One of the best things about Toronto is how often I bump into people I know. Today that list includes Charles Coleman, the programmer at Facets in Chicago; Andrea Gronvall, a fellow film freelancer for Time Out Chicago; and several folk from various email lists and blogs. I end up having lunch with Jason Morehead and his lovely wife Renee, which is a nice way to settle into festival mode.
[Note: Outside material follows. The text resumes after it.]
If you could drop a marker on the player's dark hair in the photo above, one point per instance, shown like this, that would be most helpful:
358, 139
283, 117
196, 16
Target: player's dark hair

But enough about my wanderings. On to the movies. Actually, the first thing I saw wasn’t a movie, but it was almost as important. Every year, there are several shorts that run before each movie: a brief clip announcing the Toronto Film Festival, a short encouraging us to clap for the volunteers, and an advertisement or two for some of the major sponsors. Last year there was also a hideous spot from Motorola reminding us to turn off our cell phones and pagers, but the clip, which featured a guy acting like a drill sergeant, was so incredibly annoying that even a cell phone ringing in the middle of a Bresson feature would’ve been preferable. That I had to see that same short 40 times almost drove me to distraction. So as I sat down in the theater for my first movie, I started to wonder what shorts I’d have to watch 40 times this year. I’m not exaggerating when I say that I felt a considerable amount of trepidation as the lights went down. Please, God, no more drill sergeants. As it turns out, all of the pre-fest shorts were extremely short. I wonder if the festival caught a lot of flack for last year’s fiasco. If so, I don’t mind the solution.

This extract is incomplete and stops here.